The complex [Mn(IV)(Me2EBC)(OH)2](PF6)2, in which Me2EBC is 4,11-dimethyl-1,4,8,11-tetraazabicyclo[6.6.2]hexadecane, is a remarkably selective H2O2 oxidation catalyst that has been shown to be useful in removing stains from fabrics without affecting their colors. Mn(IV) is the highest oxidation state detected and the dihydroxo complex forms a peroxyhydroxy derivative that is responsible for catalytic oxidations. Study of the diethyl homolog of this catalyst has revealed surprising differences in chemical behavior. Oxidation of this new manganese complex, Mn(Et2EBC)Cl2, using aqueous H2O2, at −30°C following removal of chloride ion, yields [Mn(Et2EBC)(OH)2](PF6)2. Above 0°C, H2O2 oxidation of Mn(Et2EBC)Cl2 oxidizes the ethyl substituents. X-ray structure determinations of Et2EBC complexes with Mn(II), Mn(III), and Mn(IV) are reported. The complex [Mn(Et2EBC)(OH)2](PF6)2 displays a surprisingly mild oxidizing potential of +0.556 V for the Mn4+/Mn3+ couple; however, its hydrogen abstraction ability for selected substrates is limited by the BDECH value of 82 kcal mol−1, the same as reported for [Mn(Me2EBC)(OH)2](PF6)2. However, unlike the methyl derivative, electrochemical results indicate a 5+/4+ couple, in addition to the expected 4+/3+ and 3+/2+ couples. The significance of these differences in behavior is discussed. Mass spectral studies have identified some products of ethyl group oxidations.
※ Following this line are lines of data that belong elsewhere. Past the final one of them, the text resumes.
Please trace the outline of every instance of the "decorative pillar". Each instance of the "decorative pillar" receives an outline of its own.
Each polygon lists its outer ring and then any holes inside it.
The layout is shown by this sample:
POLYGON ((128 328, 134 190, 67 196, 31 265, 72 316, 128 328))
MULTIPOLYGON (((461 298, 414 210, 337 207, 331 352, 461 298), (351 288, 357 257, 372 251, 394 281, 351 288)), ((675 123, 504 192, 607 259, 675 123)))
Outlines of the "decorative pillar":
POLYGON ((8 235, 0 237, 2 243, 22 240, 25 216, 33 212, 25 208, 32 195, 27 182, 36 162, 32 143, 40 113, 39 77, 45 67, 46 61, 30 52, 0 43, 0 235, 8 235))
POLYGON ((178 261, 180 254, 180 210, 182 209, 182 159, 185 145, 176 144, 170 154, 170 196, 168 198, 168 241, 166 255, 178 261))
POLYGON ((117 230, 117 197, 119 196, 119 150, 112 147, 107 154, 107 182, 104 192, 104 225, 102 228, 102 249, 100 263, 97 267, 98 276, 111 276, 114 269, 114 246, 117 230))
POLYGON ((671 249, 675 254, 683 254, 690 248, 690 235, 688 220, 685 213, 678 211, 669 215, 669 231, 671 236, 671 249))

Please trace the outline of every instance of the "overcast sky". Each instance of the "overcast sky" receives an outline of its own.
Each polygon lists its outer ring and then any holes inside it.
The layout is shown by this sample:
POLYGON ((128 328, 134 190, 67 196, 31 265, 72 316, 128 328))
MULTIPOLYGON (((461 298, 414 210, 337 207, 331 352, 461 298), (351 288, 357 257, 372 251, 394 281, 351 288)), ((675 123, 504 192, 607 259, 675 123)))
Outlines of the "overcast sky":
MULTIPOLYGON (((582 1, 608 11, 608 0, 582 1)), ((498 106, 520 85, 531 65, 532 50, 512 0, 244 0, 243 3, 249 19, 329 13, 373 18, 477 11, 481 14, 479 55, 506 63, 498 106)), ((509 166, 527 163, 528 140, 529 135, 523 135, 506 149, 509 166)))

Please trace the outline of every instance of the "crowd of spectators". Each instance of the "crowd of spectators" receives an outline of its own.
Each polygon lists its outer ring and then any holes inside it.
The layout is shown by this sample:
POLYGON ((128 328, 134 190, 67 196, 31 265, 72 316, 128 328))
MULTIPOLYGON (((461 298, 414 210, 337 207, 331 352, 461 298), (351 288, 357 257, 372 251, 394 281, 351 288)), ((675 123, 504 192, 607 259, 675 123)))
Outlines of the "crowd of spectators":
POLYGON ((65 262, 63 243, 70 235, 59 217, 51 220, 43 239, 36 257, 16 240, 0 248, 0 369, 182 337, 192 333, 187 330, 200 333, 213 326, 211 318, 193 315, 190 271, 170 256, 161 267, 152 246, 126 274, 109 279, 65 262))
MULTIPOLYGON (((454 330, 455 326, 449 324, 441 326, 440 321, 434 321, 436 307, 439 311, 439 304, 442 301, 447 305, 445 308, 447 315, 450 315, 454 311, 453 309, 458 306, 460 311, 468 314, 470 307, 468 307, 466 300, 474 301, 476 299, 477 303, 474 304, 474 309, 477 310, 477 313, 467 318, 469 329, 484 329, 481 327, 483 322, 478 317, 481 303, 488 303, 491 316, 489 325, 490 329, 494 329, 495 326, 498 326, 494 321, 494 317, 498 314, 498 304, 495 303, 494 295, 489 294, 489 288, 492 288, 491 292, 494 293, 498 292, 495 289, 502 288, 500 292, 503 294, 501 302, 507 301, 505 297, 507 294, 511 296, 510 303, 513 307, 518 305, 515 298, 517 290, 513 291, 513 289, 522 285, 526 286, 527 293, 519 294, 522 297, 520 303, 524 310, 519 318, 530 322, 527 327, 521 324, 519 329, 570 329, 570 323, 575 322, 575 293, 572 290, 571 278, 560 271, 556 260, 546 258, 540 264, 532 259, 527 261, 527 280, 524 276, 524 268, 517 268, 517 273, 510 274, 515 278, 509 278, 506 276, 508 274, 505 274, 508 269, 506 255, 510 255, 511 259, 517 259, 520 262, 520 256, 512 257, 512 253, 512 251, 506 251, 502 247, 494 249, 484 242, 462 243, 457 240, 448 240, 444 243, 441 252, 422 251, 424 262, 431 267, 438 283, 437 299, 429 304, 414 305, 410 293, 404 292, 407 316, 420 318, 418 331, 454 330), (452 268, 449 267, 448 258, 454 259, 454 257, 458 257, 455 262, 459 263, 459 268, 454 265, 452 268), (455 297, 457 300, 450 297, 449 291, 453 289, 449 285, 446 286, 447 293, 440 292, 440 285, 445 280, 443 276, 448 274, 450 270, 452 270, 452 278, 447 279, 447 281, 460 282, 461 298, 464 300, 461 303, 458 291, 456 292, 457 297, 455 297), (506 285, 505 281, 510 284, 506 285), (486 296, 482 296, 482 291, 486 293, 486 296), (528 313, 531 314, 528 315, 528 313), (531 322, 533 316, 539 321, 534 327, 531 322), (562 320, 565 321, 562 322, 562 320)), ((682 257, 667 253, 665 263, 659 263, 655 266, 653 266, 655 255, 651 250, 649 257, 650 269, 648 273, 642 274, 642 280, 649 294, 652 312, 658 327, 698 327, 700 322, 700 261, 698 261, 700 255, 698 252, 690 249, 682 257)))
Manganese complexes with a lengthy o -xylylene cross-bridged cyclam ligand: synthesis, characterization and catalytic hydrogen abstraction by dioxygen activation

Two ultra rigid, o-xylylene cross-bridged macrobicyclic ligands, 1,10,13,19-tetraazatricyclo[8.6.6.03,8]docosa-3,5,7-triene (H2XBC), and 13,19-dimethyl-1,10,13,19-tetraazatricyclo[8.6.6.03,8]docosa-3,5,7-triene (Me2XBC), have been synthesized and the manganese complexes have been synthesized and characterized, including an X-ray structure determination. Mn(Me2XBC)Cl2 displays a relatively high redox potential for the Mn2+/Mn3+ couple (+0.947V vs SHE, measured in CH3CN), suggesting that the manganese(III) complex may be capable of hydrogen abstraction from moderately active substrates. Direct reaction of the freshly synthesized manganese(III) complex, [Mn(Me2XBC)Cl2]PF6, with 1,4-cyclohexadiene confirmed its hydrogen abstracting ability. The manganese(II)/Me2XBC complex is activated by dioxygen in buffered basic aqueous solutions and catalyzes hydrogen abstraction from selected substrates. A possible mechanism for this manganese complex catalyzed dioxygen activation and hydrogen abstraction is proposed.